Gotta get those excess micro plastics somehow
[people drinking out of lead pipes] 🗿
I live in San Francisco, give me hetch hetchy
(that’s where our tap comes from)
I used to live in Los Angeles and lived in Charlie Chaplin’s house that was on the old lot(the current Broadway shoes).
The water coming into the house was probably clean, but the home’s pipes were all lead. I did one of those lead tests and it failed.
So your sulfur taste could be from the home and not from the municipal water.
Just generally, you can get a report of your municipal water testing. The biggest safety variable that I would be worried about testing at home for is lead in the pipes between me and the treatment plant. That includes my house/building and the municipal pipes.
Now taste, that’s a to each their own situation. Sulfury water is my limit for sure. No thanks!
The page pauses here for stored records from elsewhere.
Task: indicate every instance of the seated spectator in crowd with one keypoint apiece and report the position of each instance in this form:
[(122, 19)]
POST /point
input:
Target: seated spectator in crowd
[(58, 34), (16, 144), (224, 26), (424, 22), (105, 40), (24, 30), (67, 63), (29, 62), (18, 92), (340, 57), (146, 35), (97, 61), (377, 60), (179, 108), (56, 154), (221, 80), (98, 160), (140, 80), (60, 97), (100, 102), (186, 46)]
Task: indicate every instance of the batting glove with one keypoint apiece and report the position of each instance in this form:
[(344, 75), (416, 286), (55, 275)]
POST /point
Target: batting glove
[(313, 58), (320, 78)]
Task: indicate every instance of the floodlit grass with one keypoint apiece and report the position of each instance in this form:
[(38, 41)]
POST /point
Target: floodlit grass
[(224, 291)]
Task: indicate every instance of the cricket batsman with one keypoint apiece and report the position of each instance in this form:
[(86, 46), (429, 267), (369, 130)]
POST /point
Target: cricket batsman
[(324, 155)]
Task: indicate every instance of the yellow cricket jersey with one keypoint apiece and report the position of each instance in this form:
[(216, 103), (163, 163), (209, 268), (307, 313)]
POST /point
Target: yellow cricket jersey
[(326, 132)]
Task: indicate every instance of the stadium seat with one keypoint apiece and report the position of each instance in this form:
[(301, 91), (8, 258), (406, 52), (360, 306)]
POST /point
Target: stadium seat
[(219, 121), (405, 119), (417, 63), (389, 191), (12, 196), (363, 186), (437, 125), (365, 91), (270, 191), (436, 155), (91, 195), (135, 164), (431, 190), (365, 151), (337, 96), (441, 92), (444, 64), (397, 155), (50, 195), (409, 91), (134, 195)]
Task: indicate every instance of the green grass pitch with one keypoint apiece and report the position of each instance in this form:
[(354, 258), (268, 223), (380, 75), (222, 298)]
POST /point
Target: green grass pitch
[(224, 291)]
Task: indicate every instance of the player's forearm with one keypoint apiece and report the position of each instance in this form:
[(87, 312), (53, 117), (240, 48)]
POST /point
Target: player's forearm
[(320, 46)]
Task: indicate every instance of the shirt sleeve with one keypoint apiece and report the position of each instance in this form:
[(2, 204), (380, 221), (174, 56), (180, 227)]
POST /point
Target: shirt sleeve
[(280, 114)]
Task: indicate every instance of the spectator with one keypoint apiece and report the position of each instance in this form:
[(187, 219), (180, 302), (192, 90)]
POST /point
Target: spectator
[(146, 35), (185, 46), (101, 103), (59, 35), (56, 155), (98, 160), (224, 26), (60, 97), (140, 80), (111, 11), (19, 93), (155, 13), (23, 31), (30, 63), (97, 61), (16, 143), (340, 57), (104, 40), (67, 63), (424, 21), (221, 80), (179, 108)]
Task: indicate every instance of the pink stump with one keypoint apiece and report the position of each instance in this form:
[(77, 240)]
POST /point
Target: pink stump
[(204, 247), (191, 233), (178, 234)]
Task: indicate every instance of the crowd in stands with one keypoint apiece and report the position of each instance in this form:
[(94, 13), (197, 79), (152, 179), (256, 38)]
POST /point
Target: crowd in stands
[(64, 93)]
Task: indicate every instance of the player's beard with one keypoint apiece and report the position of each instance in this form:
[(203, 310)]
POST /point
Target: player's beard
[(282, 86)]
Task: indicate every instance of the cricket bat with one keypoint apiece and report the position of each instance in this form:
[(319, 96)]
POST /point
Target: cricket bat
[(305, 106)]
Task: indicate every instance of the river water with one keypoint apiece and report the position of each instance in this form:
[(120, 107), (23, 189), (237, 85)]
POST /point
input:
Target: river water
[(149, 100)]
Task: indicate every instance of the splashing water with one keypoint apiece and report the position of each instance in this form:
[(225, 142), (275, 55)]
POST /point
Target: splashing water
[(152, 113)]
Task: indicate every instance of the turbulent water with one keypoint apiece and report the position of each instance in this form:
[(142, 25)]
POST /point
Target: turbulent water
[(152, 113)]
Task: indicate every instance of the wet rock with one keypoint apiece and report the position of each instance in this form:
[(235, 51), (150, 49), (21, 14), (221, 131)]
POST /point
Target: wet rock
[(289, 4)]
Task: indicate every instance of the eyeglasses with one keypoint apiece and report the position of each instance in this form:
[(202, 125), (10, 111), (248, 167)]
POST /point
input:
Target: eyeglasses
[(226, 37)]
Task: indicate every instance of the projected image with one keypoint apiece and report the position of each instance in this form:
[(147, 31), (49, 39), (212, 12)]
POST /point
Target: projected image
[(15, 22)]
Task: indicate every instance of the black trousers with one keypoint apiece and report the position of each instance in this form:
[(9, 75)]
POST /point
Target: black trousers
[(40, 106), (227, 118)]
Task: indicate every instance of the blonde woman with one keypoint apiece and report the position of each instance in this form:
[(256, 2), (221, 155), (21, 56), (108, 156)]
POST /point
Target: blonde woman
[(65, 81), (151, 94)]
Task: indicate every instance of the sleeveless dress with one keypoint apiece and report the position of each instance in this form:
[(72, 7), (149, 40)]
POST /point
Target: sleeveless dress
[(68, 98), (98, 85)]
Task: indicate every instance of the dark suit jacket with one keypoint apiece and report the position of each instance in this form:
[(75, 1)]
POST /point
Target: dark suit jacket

If you’re living in the US, I feel like it’s almost cheating to complain. A certain political party had worked for decades to lower safety, standards and oversight to the point that I would really feel nervous living in the States.
I trust the city government with my water much much more than companies trying to save every penny bottling water.
And I’m more likely able to get the people responsible for poor quality water or death in result of this in jail over the likelihood of sending billionaire CEOs with their golden parachutes to a minimum security vacation “prison”.
cough cough Flint cough
whoopsie daisy, we shipped 500 million bottles of tainted water, “we’re sorry”. Meanwhile if a city did that it’d be national news for years.
While I’m a huge fan of municipal water (I live in the city that invented it), lots of cities have horribly mismanaged their water supply, often from privatization, but not exclusively. See Jackson Mississippi.
https://www.npr.org/2022/08/31/1120166328/jackson-mississippi-water-crisis
Oh not saying it doesn’t happen at all, but it’s blown out of proportion for the most of the US. Main point is exactly that, when a city fucks up it becomes national news, if Pepsi fucked up it’s bottling (which comes from city sources anyway), they say “Oh no, we’re sorry”
I was in the industry for a decent amount of years. I know the operators of the water plants around me. I never hesitate to drink the tap water in my area. At home it goes through the filter in my fridge, which manages the runoff taste in the spring, and keeps the water cold.